More than 300 children who die in car wrecks could still be alive today if they were restrained properly in their seat.
As part of the recent "Click It, or Ticket" program, Tyler Police found 41 unrestrained children. And child safety seat experts say the true number of unrestrained kids is much higher.
"There's not enough officers to watch all of the cars that are riding with children standing, or not buckled up," said Darla Dike, a child seat belt expert.
Darla teaches child-safety restraint lessons to moms like Amy Poteet of Tyler. Amy learned the benefit of those lessons when she and her four-year old daughter Katie were in a wreck.
"I was going about 40 miles an hour, and (Katie's) seat shifted about an inch and a half , so I can only imagine what would have happened if it had not been tight."
Tight is what a child's restraining belt needs to be. If it's not secure,the consequences can be deadly. Darla says parents need to consider many factors when buckling kids in. Like whether, a child has outgrown it's infant carrier, or whether they're ready for a mid-sized convertible seat , or a larger high-back booster. Darla adds placing your child in a car seat is not enough, you also have to consider where that seat is positioned inside the vehicle.
"The safest place for any child under 14-years old is in the back seat," said Darla. "And the very safest is in the back in the middle."

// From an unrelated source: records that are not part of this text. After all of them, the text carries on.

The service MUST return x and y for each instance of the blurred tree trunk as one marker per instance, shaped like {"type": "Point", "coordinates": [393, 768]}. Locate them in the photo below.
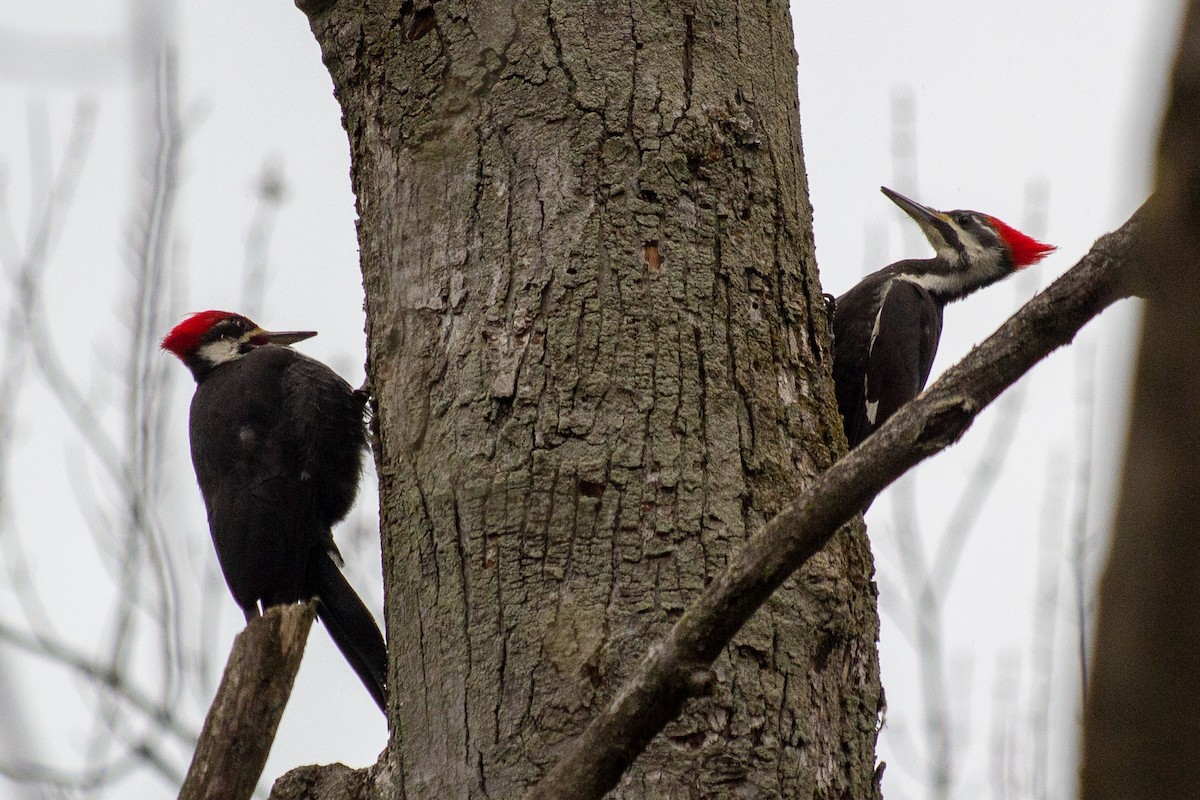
{"type": "Point", "coordinates": [599, 352]}
{"type": "Point", "coordinates": [1141, 738]}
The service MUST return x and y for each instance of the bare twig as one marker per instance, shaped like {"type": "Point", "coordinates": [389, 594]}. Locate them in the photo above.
{"type": "Point", "coordinates": [245, 714]}
{"type": "Point", "coordinates": [672, 669]}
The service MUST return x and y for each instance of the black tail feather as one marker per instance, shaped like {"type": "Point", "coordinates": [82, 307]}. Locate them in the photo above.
{"type": "Point", "coordinates": [352, 626]}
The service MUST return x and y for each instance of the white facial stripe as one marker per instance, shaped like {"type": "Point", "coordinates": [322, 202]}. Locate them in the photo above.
{"type": "Point", "coordinates": [874, 408]}
{"type": "Point", "coordinates": [219, 352]}
{"type": "Point", "coordinates": [945, 251]}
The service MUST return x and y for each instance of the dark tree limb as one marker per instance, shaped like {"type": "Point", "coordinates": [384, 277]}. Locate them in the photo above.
{"type": "Point", "coordinates": [672, 669]}
{"type": "Point", "coordinates": [245, 714]}
{"type": "Point", "coordinates": [1140, 733]}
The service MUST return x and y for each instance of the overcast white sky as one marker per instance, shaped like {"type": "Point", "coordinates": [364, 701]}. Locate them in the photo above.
{"type": "Point", "coordinates": [1041, 113]}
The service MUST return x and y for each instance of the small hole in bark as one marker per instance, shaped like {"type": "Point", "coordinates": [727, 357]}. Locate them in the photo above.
{"type": "Point", "coordinates": [423, 23]}
{"type": "Point", "coordinates": [653, 257]}
{"type": "Point", "coordinates": [591, 488]}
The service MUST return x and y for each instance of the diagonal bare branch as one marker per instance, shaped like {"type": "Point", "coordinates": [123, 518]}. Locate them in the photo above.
{"type": "Point", "coordinates": [678, 666]}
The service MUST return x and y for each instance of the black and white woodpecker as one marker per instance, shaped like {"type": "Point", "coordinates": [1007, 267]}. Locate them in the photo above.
{"type": "Point", "coordinates": [277, 441]}
{"type": "Point", "coordinates": [886, 329]}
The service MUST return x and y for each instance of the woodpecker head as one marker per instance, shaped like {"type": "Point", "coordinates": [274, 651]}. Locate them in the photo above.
{"type": "Point", "coordinates": [209, 338]}
{"type": "Point", "coordinates": [973, 250]}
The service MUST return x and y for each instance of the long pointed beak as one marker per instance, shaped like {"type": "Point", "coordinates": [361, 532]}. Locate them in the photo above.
{"type": "Point", "coordinates": [280, 337]}
{"type": "Point", "coordinates": [922, 214]}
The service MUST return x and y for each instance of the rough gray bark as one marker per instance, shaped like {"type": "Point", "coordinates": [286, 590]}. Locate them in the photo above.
{"type": "Point", "coordinates": [1141, 738]}
{"type": "Point", "coordinates": [597, 343]}
{"type": "Point", "coordinates": [677, 667]}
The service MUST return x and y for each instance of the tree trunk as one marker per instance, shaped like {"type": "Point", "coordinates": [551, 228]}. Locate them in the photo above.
{"type": "Point", "coordinates": [1141, 738]}
{"type": "Point", "coordinates": [599, 353]}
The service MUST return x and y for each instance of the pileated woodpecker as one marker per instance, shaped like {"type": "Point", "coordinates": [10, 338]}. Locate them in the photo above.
{"type": "Point", "coordinates": [277, 441]}
{"type": "Point", "coordinates": [886, 329]}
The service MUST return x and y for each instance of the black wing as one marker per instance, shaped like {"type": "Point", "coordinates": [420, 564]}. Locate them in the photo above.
{"type": "Point", "coordinates": [881, 364]}
{"type": "Point", "coordinates": [901, 352]}
{"type": "Point", "coordinates": [258, 427]}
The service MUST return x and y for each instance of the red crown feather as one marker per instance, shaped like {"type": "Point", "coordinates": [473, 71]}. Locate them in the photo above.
{"type": "Point", "coordinates": [186, 336]}
{"type": "Point", "coordinates": [1025, 250]}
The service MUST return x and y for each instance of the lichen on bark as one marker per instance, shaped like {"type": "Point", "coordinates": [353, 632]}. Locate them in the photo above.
{"type": "Point", "coordinates": [599, 354]}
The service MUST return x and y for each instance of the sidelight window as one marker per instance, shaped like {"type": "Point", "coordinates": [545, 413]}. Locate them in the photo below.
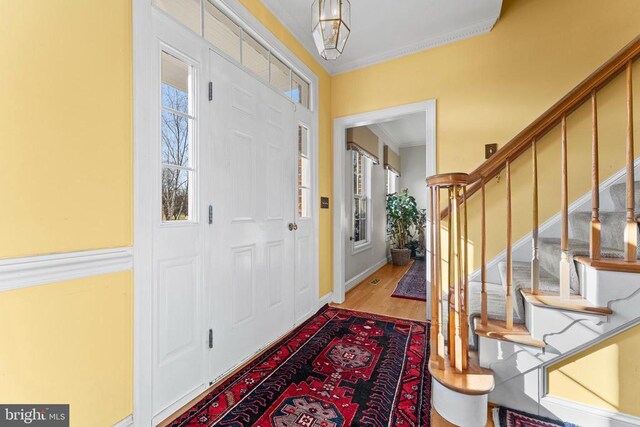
{"type": "Point", "coordinates": [304, 173]}
{"type": "Point", "coordinates": [177, 124]}
{"type": "Point", "coordinates": [361, 198]}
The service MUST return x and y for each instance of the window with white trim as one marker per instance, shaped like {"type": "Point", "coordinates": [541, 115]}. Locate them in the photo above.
{"type": "Point", "coordinates": [361, 198]}
{"type": "Point", "coordinates": [392, 179]}
{"type": "Point", "coordinates": [177, 124]}
{"type": "Point", "coordinates": [235, 40]}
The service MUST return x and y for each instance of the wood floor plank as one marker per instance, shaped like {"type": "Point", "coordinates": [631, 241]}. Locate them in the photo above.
{"type": "Point", "coordinates": [377, 299]}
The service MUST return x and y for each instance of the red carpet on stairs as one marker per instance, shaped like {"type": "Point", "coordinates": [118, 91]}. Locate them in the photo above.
{"type": "Point", "coordinates": [340, 368]}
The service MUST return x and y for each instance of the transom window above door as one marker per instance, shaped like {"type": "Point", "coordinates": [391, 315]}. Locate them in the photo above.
{"type": "Point", "coordinates": [234, 39]}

Texas law says children under four, or under 36 inches, need to be in a safety seat. Infants should be rear-facing with a belt locking the seat in place. Here's a list of the safest seats for your child: infants up to 20 pounds or, one year of age, should be in an infant carrier. Kids between 20 to 40 pounds, or over one-year old, should be fastened in a convertible safety seat. And kids, between 40 to 80 pounds, should be restrained by a belt- positioning booster seat. Experts say car seats over five years old should not be used.